10 Astonishing Brain Discoveries From 2025 — From New Neurons to a New Color - Image 2
Teal is as close as you can get to seeing the new color without having your eyes lasered.Getty Images

8. Scientists Created A New Perceptual Color Called "Olo"

Color perception arises from retinal cells sensitive to red, green and blue wavelengths. Because no natural light source stimulates only green-sensitive cones, that specific perceptual state is normally unreachable. Researchers used targeted retinal laser stimulation in five volunteers to isolate activation patterns that produced an impossible, highly saturated blue-green hue they dubbed "olo," expanding our understanding of sensory limits and perception.

9. The Brain Emits Ultra-Weak Light (Biophotons) Detectable From Outside The Skull

Living tissues emit ultra-weak photons—biophotons—during metabolic activity. For the first time, scientists detected biophoton emission from the human brain noninvasively, measured from outside the skull. Emission patterns varied with mental tasks, but whether these photons play any causal role in cognition remains unknown and will require further study.

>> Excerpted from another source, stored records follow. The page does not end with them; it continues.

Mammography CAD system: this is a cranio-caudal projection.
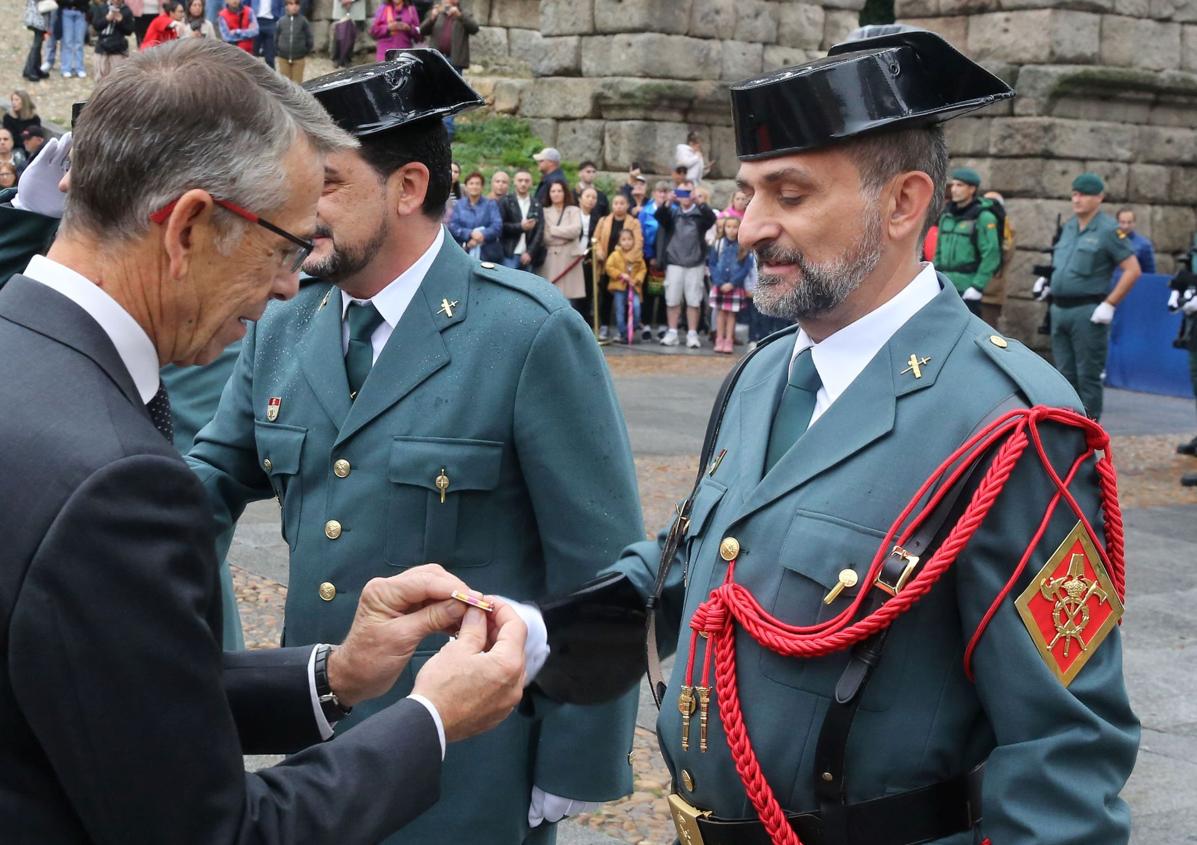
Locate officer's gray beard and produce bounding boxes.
[753,210,881,323]
[303,221,387,284]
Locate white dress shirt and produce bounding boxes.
[25,255,158,405]
[790,263,940,425]
[341,226,445,363]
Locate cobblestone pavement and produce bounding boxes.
[233,349,1197,845]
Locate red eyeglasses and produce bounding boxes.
[150,196,316,273]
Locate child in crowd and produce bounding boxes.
[606,229,648,344]
[707,217,752,354]
[274,0,312,85]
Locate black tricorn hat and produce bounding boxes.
[731,30,1014,162]
[304,47,484,138]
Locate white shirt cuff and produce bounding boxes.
[408,693,445,760]
[308,645,333,741]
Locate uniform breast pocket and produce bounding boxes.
[760,511,895,710]
[387,437,503,570]
[1073,241,1100,275]
[254,420,308,549]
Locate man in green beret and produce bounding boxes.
[935,168,1002,317]
[1051,174,1142,419]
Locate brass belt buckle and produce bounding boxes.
[669,794,711,845]
[873,546,919,596]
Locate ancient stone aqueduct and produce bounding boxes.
[314,0,1197,340]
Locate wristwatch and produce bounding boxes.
[312,643,353,724]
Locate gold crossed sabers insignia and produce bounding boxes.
[901,355,931,378]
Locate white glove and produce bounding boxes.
[496,596,555,679]
[1089,302,1114,326]
[12,132,71,218]
[528,786,599,827]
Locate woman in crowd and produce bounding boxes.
[540,182,587,308]
[370,0,424,61]
[20,0,50,83]
[187,0,217,41]
[449,171,503,263]
[4,89,42,152]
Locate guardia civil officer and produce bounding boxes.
[190,49,643,845]
[603,32,1138,845]
[935,168,1002,317]
[1051,174,1142,419]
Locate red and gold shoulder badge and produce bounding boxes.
[1014,522,1123,687]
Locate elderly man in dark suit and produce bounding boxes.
[0,39,524,844]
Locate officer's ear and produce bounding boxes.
[881,170,936,244]
[387,162,429,217]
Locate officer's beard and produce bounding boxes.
[303,217,387,284]
[753,214,881,323]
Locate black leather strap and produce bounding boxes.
[698,766,984,845]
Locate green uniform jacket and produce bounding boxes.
[0,188,59,287]
[935,202,1002,293]
[618,276,1138,845]
[1051,212,1135,297]
[189,237,644,845]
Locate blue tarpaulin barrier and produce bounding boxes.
[1106,273,1193,397]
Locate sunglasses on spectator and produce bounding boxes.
[150,196,316,273]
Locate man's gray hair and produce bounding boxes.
[62,38,357,245]
[840,123,948,238]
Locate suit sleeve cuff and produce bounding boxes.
[308,645,337,737]
[408,693,445,761]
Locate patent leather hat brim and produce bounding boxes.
[304,47,485,138]
[731,31,1014,162]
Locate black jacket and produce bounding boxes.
[499,194,545,262]
[0,275,440,845]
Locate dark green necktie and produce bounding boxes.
[345,302,382,399]
[765,348,822,475]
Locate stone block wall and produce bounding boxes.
[463,0,864,202]
[897,0,1197,345]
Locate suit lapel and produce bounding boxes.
[299,286,351,427]
[336,235,474,445]
[0,274,144,407]
[743,280,968,516]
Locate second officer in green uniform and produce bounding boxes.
[935,168,1002,317]
[1051,174,1142,419]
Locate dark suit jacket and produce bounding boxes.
[499,194,545,263]
[0,275,440,845]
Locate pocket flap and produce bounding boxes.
[254,420,308,475]
[686,479,728,537]
[780,511,885,590]
[388,437,503,493]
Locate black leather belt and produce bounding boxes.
[1051,293,1106,308]
[698,766,984,845]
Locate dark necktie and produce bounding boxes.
[345,302,382,399]
[765,348,822,475]
[146,382,175,443]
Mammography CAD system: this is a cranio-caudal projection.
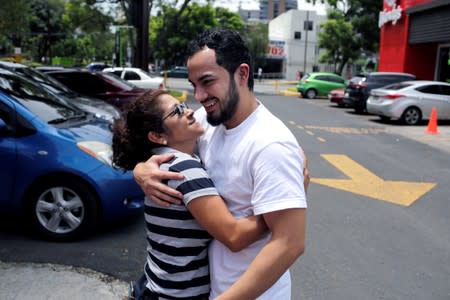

10. Competing Theories Of Consciousness Faced Critical Tests

The perennial question of how networks of neurons produce subjective experience remained unresolved, but two leading theories of consciousness were pitted directly against each other in rigorous experiments. The mixed outcomes challenged key assumptions of both frameworks and underscored how much we still must learn about the neural basis of conscious experience.

Implications: Collectively, these discoveries advance basic neuroscience and point toward clinical possibilities—from new ways to think about neurodegeneration and brain repair to potential therapies for genetic disorders. They also highlight exciting, sometimes surprising links between perception, cognition and biology that will guide research in the coming years.